Fry brushed some cobwebs off her jacket. ‘This house is dirty, isn’t it?’

‘Yes, I noticed that. Have you seen the décor in the sitting room, though?’

‘That charcoal grey? Yes, very minimalist.’

Cooper stopped in the doorway to take a last look at Bain House before he left. Was the house dusty because Miss Shepherd couldn’t be bothered with housework, or because she’d never been used to doing her own cleaning? Or might there be another reason?

On an impulse, he crouched towards the floor and looked into the sunlight flooding the pine boards. A layer of dust showed up clearly, glittering in the light from the windows. It would be possible to tell immediately if anyone had walked across this patch of floor. Their footprints would be visible in the dust. Perhaps that was why it had been left undisturbed.

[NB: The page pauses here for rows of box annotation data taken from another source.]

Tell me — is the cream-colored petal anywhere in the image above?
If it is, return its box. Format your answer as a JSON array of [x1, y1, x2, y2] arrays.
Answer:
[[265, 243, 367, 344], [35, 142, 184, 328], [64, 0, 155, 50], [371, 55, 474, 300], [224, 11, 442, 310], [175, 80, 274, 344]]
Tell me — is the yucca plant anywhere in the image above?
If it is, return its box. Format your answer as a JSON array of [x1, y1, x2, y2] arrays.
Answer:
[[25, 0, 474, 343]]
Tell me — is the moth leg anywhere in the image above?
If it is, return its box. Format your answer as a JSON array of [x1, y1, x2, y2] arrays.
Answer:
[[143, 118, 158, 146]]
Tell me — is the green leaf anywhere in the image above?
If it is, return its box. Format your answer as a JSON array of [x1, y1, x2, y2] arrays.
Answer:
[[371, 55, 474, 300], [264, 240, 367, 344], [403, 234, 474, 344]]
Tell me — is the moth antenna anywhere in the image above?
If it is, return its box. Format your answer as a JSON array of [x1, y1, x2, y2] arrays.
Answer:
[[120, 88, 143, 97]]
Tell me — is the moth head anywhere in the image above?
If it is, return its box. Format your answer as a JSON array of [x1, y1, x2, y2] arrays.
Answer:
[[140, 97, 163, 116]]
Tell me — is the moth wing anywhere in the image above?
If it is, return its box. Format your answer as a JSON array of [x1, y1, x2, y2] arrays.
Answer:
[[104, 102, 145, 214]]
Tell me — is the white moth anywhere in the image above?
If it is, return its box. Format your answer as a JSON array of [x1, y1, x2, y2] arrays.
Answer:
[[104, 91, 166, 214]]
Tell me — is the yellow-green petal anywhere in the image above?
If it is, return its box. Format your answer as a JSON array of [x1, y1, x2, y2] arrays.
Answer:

Abbott’s lamping theory was an interesting one. When a rabbit was caught in the lamper’s beam, it was mesmerized by the light and seemed to forget to run away. Yes, Cooper had seen it happen. He could picture the unnatural stillness of the animal, its eyes reflecting light like two glass beads, stunned by the sudden glare when it thought it was safe in the darkness.

Fry was waiting outside for him, no doubt getting impatient. But for a moment, Cooper thought about Rose Shepherd, shot down at her bedroom window as she stood in her nightdress and slippers. She must have been an easy target in a sniper’s sights, silhouetted against the light. It was impossible not to picture her frozen to the spot, waiting for the bullet to strike.



7

‘Nice barn conversion,’ said Cooper. ‘Somebody’s done a good job of it. Probably worth a bit of money, wouldn’t you say?’

‘More than I’ll ever see.’

Fry got out of the car and walked across the gravel as Cooper drove away. Actually, it was more than a barn conversion. She could see an entire range of farm buildings here. They formed three and a half sides of a square, facing on to a central courtyard. A two-storey stone barn, cleaned up and fitted with patio doors and casement windows. A tractor shed converted into twin garages and workshops. The door of one garage stood open, and the nose of a blue BMW was visible.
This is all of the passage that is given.